If all works as expected, you should get a response back that classifies the input texts with associated probabilities:
{"output":{"Great food!":{"negative":0.003039952600374818,"neutral":0.025447113439440727,"positive":0.9715129137039185},"Horrible food!":{"negative":0.974818229675293,"neutral":0.020662210881710052,"positive":0.004519557114690542}}}
Summary
Start to finish, we downloaded a pretrained Hugging Face model, wrapped it in a containerized API, and deployed to Azure using basic CI/CD to iterate. This is not the only approach by any means! Caveats below…
Caveats
- Not the only way: There are services such as Azure ML, Databricks, and others which handle a lot of the technical pieces (and in a better way). There are also many other API frameworks than FastAPI which can be utilized as the API wrapper.

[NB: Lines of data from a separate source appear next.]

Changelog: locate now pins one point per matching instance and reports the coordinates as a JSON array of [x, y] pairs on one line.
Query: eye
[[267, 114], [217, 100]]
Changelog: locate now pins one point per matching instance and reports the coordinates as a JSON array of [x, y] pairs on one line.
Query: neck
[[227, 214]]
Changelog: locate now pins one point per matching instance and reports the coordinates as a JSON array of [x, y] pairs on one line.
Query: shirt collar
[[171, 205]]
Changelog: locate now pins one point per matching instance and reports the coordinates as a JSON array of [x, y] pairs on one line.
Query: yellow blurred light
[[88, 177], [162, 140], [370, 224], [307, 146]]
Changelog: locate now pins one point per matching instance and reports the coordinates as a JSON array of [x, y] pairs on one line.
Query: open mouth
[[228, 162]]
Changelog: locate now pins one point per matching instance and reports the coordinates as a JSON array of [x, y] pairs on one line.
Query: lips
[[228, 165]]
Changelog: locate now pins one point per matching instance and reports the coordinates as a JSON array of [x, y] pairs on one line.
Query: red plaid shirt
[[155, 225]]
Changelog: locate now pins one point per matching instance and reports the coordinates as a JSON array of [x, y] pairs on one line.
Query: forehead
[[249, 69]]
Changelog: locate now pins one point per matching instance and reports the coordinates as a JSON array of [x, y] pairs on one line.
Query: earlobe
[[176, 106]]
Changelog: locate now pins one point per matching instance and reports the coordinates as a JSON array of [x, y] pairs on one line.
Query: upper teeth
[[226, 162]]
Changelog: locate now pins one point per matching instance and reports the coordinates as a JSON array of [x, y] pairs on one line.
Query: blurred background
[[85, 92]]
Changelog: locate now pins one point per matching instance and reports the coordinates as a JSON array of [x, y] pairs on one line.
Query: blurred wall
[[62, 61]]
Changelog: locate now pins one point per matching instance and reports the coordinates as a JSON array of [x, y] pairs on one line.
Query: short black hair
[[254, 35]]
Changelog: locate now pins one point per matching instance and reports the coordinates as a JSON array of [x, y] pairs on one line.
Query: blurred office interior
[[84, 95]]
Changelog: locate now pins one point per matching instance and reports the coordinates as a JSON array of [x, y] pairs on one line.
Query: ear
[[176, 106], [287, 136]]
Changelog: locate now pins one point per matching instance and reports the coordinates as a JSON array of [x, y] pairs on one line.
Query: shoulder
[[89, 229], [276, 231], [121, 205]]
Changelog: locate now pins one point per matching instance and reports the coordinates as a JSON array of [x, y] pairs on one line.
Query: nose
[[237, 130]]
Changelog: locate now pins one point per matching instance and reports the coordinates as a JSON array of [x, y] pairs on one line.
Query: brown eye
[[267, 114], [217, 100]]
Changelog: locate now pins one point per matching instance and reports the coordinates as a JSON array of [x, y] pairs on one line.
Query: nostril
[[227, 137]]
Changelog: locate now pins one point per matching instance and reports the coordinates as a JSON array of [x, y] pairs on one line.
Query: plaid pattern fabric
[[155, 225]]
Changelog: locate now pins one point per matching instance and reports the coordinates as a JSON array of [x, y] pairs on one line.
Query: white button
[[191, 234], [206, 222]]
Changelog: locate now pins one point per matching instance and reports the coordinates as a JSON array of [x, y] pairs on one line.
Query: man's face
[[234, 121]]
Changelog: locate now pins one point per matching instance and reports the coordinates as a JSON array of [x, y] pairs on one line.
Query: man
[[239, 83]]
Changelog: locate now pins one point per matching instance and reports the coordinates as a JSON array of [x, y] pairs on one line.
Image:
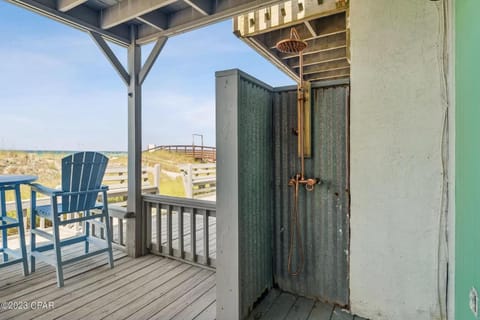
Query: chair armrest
[[44, 190]]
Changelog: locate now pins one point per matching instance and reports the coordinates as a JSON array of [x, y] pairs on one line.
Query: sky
[[59, 92]]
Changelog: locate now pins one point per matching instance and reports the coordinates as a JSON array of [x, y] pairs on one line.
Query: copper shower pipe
[[296, 45]]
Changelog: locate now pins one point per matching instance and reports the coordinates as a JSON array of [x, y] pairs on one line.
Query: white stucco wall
[[396, 176]]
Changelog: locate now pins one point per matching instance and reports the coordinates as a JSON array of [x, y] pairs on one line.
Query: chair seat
[[46, 210]]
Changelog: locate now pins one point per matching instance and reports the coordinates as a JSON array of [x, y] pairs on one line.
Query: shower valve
[[309, 183]]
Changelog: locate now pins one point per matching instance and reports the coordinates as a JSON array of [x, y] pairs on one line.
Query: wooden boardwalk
[[148, 287], [279, 305]]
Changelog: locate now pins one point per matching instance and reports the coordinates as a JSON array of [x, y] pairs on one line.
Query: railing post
[[156, 177], [189, 184], [130, 241]]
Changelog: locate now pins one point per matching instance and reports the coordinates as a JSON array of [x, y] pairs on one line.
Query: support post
[[133, 78], [134, 203]]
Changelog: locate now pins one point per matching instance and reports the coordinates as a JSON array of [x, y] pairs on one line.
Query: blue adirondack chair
[[82, 175]]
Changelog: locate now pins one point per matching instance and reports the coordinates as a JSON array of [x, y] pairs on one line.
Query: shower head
[[292, 45]]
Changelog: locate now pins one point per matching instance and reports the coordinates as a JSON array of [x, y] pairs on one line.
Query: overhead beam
[[330, 76], [49, 10], [321, 44], [202, 6], [66, 5], [322, 57], [272, 57], [97, 38], [151, 59], [185, 20], [328, 66], [128, 10], [155, 19]]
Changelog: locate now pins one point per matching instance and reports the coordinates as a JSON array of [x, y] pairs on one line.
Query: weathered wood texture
[[281, 305], [200, 180], [169, 227], [146, 287]]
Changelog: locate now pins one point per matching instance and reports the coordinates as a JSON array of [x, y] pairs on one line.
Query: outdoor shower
[[295, 45]]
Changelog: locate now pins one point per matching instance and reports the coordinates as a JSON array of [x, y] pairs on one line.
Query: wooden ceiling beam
[[189, 19], [327, 66], [202, 6], [66, 5], [128, 10], [321, 44], [321, 57], [155, 19]]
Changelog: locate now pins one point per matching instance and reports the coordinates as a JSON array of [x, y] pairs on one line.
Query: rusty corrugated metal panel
[[323, 212], [255, 190]]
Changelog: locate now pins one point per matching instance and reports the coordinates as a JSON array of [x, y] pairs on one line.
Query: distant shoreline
[[59, 151]]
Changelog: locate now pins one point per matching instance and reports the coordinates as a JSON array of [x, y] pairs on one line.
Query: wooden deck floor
[[279, 305], [149, 287]]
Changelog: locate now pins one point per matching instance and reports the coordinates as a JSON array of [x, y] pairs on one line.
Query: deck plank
[[359, 318], [264, 305], [209, 313], [120, 295], [81, 297], [50, 292], [339, 314], [321, 311], [163, 296], [280, 307], [194, 309], [301, 309], [190, 296], [93, 290]]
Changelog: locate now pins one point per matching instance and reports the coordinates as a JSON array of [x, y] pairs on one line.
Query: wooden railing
[[181, 228], [197, 152], [200, 180]]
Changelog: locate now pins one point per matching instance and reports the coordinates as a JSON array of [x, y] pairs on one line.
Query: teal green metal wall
[[323, 213], [467, 146], [255, 189]]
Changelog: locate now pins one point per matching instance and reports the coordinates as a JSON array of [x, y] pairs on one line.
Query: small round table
[[13, 182]]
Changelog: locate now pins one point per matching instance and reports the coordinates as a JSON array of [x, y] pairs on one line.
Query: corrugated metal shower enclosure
[[256, 156]]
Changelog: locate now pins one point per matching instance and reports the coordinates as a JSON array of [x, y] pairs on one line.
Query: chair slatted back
[[82, 171]]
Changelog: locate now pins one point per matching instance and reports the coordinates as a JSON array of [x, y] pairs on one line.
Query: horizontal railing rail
[[181, 228], [198, 152], [200, 180]]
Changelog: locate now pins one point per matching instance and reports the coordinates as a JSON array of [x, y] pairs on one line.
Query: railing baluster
[[147, 207], [169, 230], [193, 234], [170, 205], [120, 232], [180, 232], [205, 237], [111, 227], [159, 227]]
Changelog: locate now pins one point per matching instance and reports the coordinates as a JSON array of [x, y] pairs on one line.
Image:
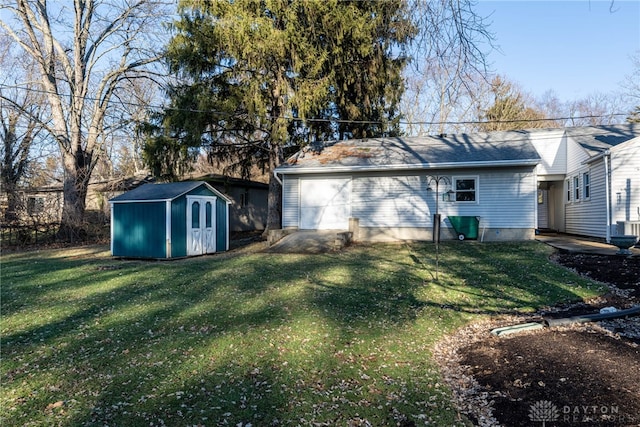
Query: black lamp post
[[436, 216]]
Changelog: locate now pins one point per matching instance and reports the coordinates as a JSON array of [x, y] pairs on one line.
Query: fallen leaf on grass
[[57, 404]]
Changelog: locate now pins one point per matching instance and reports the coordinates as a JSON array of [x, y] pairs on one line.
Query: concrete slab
[[580, 245], [307, 242]]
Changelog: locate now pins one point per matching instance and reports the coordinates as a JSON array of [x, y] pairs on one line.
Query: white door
[[200, 225], [325, 204], [543, 209]]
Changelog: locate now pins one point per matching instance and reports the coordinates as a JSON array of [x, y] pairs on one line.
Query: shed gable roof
[[482, 149], [165, 191]]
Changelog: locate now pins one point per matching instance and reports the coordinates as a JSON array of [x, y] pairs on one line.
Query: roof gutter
[[607, 182], [275, 175], [421, 166]]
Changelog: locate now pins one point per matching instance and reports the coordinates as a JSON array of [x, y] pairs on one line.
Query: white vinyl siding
[[589, 217], [625, 181], [392, 201], [290, 201], [507, 198], [325, 203]]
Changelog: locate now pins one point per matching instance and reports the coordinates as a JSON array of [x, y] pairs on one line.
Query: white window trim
[[476, 178], [585, 185]]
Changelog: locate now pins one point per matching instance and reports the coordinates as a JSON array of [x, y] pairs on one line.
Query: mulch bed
[[582, 374]]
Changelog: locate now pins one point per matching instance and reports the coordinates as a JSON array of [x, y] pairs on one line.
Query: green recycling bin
[[466, 227]]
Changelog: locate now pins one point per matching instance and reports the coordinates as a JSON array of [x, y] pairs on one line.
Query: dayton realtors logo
[[543, 411]]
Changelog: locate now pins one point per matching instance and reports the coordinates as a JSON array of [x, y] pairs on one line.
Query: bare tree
[[83, 57], [449, 68], [21, 115]]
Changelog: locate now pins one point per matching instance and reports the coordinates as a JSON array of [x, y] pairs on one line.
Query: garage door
[[325, 204]]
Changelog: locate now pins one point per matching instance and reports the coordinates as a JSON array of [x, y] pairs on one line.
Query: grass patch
[[266, 339]]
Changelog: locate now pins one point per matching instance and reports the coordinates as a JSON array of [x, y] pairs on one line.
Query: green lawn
[[260, 339]]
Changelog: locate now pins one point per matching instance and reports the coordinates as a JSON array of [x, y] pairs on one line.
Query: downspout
[[275, 174], [167, 228], [607, 159], [111, 224]]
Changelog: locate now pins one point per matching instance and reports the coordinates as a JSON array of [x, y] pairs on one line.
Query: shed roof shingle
[[166, 191]]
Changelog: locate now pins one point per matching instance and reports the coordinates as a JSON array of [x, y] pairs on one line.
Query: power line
[[328, 120]]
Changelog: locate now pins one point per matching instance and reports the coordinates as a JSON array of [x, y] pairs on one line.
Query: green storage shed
[[172, 220]]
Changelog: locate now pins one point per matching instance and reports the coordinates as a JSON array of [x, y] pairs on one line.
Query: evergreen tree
[[255, 70]]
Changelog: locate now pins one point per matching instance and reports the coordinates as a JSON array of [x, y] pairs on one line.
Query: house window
[[466, 188], [586, 185], [244, 198]]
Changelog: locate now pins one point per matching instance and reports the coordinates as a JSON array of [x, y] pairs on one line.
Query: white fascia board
[[139, 201], [422, 166]]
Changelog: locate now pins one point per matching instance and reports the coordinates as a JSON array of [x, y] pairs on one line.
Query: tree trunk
[[76, 183]]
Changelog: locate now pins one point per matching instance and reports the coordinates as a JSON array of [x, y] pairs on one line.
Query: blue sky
[[575, 48]]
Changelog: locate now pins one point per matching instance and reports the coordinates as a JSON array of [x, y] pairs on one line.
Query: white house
[[589, 180], [390, 188], [575, 180]]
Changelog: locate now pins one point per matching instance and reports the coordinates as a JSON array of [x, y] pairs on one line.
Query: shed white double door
[[201, 225], [325, 204]]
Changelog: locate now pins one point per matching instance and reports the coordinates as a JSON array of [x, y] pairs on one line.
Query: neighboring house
[[171, 220], [576, 180], [589, 180], [385, 188]]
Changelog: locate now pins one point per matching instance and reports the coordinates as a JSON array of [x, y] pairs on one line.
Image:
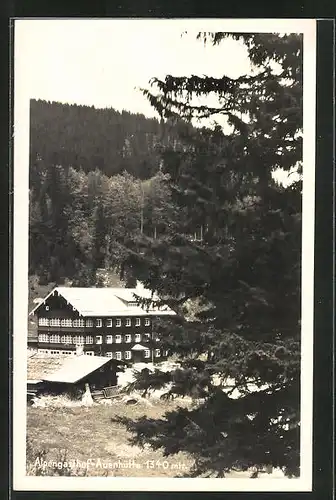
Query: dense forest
[[95, 177], [88, 138], [199, 219]]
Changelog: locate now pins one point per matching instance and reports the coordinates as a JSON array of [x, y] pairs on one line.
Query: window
[[43, 322], [66, 339], [78, 323], [55, 339], [55, 322], [78, 339], [43, 337], [66, 322]]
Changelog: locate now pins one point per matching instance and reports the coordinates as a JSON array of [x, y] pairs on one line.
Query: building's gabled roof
[[75, 368], [105, 301], [139, 347]]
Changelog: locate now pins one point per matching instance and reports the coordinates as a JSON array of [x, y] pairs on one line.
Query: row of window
[[88, 339], [76, 323], [119, 355]]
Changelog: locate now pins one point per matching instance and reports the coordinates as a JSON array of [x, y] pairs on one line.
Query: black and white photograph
[[163, 254]]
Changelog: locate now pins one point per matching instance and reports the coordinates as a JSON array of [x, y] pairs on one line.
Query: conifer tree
[[235, 287]]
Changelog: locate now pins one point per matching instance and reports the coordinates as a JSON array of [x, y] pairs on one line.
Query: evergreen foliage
[[229, 263]]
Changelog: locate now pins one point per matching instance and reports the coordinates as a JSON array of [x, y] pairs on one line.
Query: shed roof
[[76, 368], [106, 301]]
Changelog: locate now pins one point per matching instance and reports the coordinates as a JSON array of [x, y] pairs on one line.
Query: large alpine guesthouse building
[[102, 321]]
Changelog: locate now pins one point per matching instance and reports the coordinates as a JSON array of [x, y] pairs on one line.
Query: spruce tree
[[236, 285]]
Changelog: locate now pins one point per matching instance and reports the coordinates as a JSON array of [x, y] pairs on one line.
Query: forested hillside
[[95, 179], [89, 138]]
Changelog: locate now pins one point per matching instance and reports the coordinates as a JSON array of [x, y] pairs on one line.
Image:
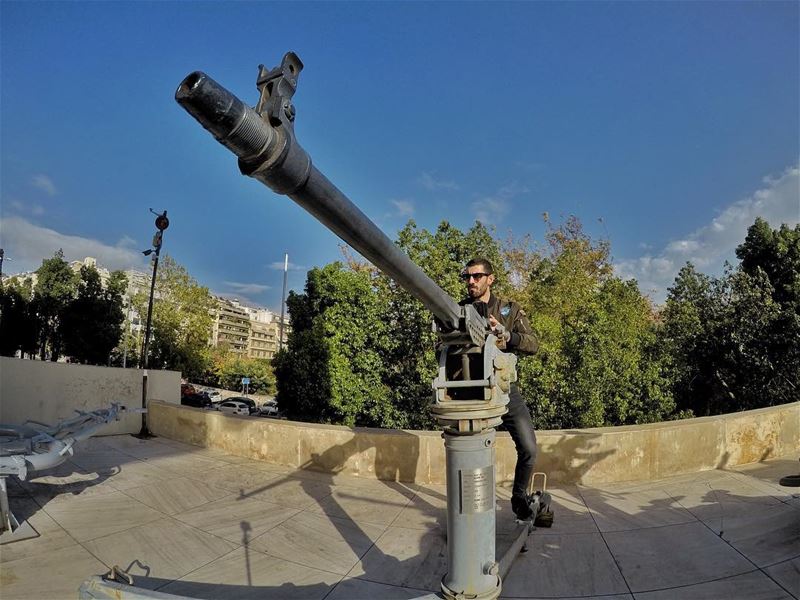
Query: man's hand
[[503, 334]]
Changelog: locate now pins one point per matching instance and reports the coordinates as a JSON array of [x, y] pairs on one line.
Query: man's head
[[479, 277]]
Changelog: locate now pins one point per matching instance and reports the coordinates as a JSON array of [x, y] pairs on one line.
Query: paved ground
[[201, 523]]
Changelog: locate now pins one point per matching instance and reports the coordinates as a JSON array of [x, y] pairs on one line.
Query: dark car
[[251, 404], [197, 400]]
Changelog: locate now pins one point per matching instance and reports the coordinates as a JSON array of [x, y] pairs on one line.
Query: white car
[[234, 407], [268, 409]]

Finally, there are services that focus on deep learning deployments that may be better suited for large models and performance.
- Security: We used a simple APIKey method. There are additional concerns that need to be taken into account such as where traffic is coming from, user based authentication, services such as Azure Front Door, etc to allow for better security.
- Performance: Scaling may be better achieved through clusters (using a distributed containerized deployment such as Azure Kubernetes Service) or managed services. Load balancers and caching are also considerations not addressed here. Additionally, in this setup a single uvicorn instance is used - while a multiple worker setup could increase concurrency.
- Do you really nead real time inference?: Many problems can be solved in batch rather than exposing an API. In those cases, this type of setup likely isn’t needed.
- SWE/Ops Expertise: I’m certainly not an expert on Software Engineering or Ops. I’m sure there are pieces I’ve missed - include the SWE/MLE/ML Ops expertise as needed, particularly if this is a production deployment.
All examples and files available on Github.